Championship Preview

FRANCE vs. CROATIA

This is not the World Cup final people were expecting and could have been a round of 16 match-up if Group play had gone to form.  Instead, Croatia surprisingly won Group D by upsetting Argentina and thus got to face the 2nd place finisher in Group C, Denmark, instead of Group C winner France in the round of 16.  The French barely got by in their high-scoring round of 16 win over Argentina, while the Croatians survived on penalty kicks against the Danes.  Since then, France hasn’t allowed a goal, beating Uruguay 2-0 in the quarterfinals and Belgium 1-0 in the semis.  Croatia went to extra time in both rounds, again getting by on penalty kicks against Russia and netting a winning goal against England in the semis in the second extra period.  France was one of the favorites to get to the final all along, while Croatia was viewed as a team that might make it out of group play, but not likely to go any further.  France is considered a strong favorite for Sunday’s championship game, which is a rematch of their 1998 World Cup semifinal game.

France has been on a mission since losing the Euro 2016 final on its home soil to Portugal.  France’s speed, particularly Paul Pogba in the midfield and Kilian Mbappe up front, has proved to be unsettling for opposing defenses, but Mbappe has not scored since the Argentina game.  Les Bleus have instead had to rely on winning goals coming from defenders pushing forward during set pieces in the last two games.  The French have won regardless of winning the possession battle because their defense has been indomitable and has shut downs attacks before shots can even be taken.  In the semis, Belgium controlled the ball 64% of the time, made nearly twice as many passes as France with better accuracy.  Yet, the French took twice as many shots with more on goal because their defense closed down attacks quickly and efficiently.  Except for the outlier game against Argentina, the French defense has given up only one goal in the tournament.

Croatia’s journey to the Cup final has been quixotic.  Their national federation has been plagued by scandal and corruption.  The team’s coach was fired before their last qualifier and they had to beat Greece in a playoff to even qualify for the World Cup.  They got placed in a group with 2014 second-place finisher Argentina, the always tough Nigerian team, and the rising Icelandic squad.  Getting out of the group was no sure thing, but Croatia crushed the group stage, winning all three games while scoring seven goals and only giving up one.  The knockout rounds have been a different story, with all three games requiring extra periods, two of them going to penalty kicks.  Croatia faced adversity in each one, giving up the first goal in each knockout game.  In fact, they gave up very early goals to Denmark in the round of 16 game (and missed a late spot kick) and England in the semis, as well as very late equalizer to Russia in the quarterfinals.  Every time though, the Croatians showed their mettle and persevered.

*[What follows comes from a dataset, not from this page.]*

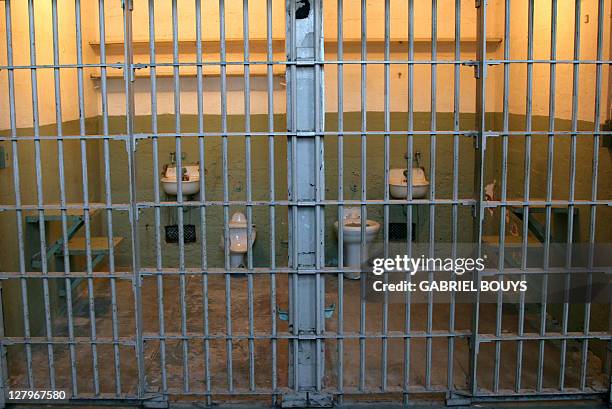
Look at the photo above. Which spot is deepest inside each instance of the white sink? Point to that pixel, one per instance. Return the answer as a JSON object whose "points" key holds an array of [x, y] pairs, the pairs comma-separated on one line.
{"points": [[190, 182], [398, 184]]}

France is a huge favorite in the championship game and it is easy to understand why.  They possess greater speed, play great defense, have a strong midfield, and have a lot of experience on the big stage.  They have beaten two teams ranked in the top five of the world rankings in the knockout rounds and have not given up a goal in their last two games.  Croatia, on the other hand, has just barely survived at each phase of the knockout round against lesser competition than the French have faced.  However, they have one of the best shot creators in the world in talisman Luka Modric and an attack that can come down the middle or through either wing.  Eight different players have scored goals for Croatia.  France may be the favorite, but they have not faced the adversity that Croatia has faced to get here.  Croatia has a resilience that no other team, including the French, has.  I am picking the upset here.  Croatia has found a way to win every game they’ve played in this tournament so far and I think they do so one last time on Sunday.